Los músicos vallenatos costean  prolongadas  y onerosas parrandas,  son dadivosos con sus invitados, los atienden con abundantes comilonas, ríos de buen escoces y el fino coqueteo elegantes damas, en medio de la lujuria y euforia etílica, se desbordan en regalos y dinero, en contraste, son reacios  para saldar sus deudas.

El  boato y excesos  llevo al Cacique a pedir un préstamo de 450 mil pesos a Lola Barrios, prestante comerciante de Valledupar quien hizo firmar a Diomedes un cheque para respaldar la  deuda a término fijo, Diomedes incumplió.

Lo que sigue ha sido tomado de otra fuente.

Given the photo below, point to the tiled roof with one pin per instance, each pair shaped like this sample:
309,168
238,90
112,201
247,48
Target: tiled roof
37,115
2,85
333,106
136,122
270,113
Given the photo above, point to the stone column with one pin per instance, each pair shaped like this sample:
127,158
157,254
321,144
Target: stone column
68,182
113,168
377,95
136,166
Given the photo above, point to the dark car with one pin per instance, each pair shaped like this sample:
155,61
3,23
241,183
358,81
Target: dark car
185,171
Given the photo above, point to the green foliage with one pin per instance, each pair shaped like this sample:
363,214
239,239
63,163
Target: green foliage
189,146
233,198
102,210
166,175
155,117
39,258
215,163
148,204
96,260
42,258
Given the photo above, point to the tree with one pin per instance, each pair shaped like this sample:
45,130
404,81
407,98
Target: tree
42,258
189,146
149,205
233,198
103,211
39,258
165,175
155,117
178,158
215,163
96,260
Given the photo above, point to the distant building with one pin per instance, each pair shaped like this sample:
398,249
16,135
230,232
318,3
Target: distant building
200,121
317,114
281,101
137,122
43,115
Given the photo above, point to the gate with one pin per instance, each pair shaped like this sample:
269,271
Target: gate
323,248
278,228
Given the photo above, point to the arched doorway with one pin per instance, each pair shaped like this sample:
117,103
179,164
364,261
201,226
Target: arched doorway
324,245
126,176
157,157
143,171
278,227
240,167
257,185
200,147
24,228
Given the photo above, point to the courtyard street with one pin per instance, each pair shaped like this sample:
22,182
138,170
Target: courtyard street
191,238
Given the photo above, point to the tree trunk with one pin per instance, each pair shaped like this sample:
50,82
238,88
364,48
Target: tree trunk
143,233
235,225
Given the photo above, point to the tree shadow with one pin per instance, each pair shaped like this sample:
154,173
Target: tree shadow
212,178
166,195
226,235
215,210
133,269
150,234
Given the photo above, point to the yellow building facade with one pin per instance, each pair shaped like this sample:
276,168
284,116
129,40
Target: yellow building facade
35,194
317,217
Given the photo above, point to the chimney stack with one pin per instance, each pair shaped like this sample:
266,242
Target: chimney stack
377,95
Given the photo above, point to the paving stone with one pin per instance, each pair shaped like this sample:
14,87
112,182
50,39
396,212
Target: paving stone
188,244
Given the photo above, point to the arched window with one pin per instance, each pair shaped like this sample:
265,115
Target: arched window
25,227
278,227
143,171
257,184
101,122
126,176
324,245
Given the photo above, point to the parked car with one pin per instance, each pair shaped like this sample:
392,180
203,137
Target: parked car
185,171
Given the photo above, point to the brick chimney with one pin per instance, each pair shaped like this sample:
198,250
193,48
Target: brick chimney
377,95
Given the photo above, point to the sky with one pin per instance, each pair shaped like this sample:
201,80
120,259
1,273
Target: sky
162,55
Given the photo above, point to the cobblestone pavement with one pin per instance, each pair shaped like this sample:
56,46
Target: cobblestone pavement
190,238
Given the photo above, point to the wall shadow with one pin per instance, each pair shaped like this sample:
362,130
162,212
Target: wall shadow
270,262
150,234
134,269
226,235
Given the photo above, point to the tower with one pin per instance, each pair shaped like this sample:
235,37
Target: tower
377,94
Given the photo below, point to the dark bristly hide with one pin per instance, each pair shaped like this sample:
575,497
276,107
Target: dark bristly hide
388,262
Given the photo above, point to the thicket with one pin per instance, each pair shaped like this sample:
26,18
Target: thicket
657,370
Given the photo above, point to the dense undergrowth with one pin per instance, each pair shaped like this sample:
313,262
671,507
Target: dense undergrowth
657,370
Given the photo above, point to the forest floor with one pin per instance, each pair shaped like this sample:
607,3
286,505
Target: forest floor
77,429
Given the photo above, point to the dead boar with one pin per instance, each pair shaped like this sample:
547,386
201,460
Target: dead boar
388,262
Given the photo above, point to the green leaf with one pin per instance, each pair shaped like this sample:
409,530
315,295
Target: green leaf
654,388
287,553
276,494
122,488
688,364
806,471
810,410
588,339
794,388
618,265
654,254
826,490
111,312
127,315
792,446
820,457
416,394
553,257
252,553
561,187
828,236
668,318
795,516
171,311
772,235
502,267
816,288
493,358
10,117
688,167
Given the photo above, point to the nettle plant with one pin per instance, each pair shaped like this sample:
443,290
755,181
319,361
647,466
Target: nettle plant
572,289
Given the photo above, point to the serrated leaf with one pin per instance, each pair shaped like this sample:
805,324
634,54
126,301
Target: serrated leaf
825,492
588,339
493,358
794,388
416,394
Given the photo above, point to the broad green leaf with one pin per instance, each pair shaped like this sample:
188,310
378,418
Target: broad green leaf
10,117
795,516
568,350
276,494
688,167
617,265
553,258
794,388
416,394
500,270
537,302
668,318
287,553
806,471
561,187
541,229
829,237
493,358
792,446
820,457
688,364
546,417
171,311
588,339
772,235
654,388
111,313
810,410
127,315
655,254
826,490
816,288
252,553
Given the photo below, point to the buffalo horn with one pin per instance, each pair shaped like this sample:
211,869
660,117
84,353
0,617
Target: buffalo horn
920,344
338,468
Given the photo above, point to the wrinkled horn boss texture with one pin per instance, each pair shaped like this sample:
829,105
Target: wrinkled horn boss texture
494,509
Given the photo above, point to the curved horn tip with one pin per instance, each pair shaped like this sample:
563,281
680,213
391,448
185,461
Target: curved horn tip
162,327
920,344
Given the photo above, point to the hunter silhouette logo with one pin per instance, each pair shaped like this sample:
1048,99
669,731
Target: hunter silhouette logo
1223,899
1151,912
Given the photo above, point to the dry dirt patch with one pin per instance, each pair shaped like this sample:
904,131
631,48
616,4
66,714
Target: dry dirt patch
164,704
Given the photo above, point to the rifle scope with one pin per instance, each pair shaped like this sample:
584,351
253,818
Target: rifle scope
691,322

El cobro jurídico llego, lo asumió el prestigioso abogado vallenato  Efraín  Aponte Martínez, quien recibió 11 negocios entre los que  se encontraba el de Diomedes, de manos  de Jaime Araujo Rentería quien se radicaría en Bogotá.

Tras el requerimiento de Aponte para que “El Cacique” saldara la deuda, Díaz le  respondió que no se preocupara, que el pagaría con una buena parranda  que le amenizaría en el momento y  lugar que Efraín Aponte  escogiera.

Aponte Martínez, de rancia estipe regional, entre San Diego  y  El Molino, Criado en el Valle, le respondió a Diomedes, que no era amante de la música vallenata, que su gusto musical  esta entre   la ranchera y el son de cubita la bella, donde la barba esta que cachea.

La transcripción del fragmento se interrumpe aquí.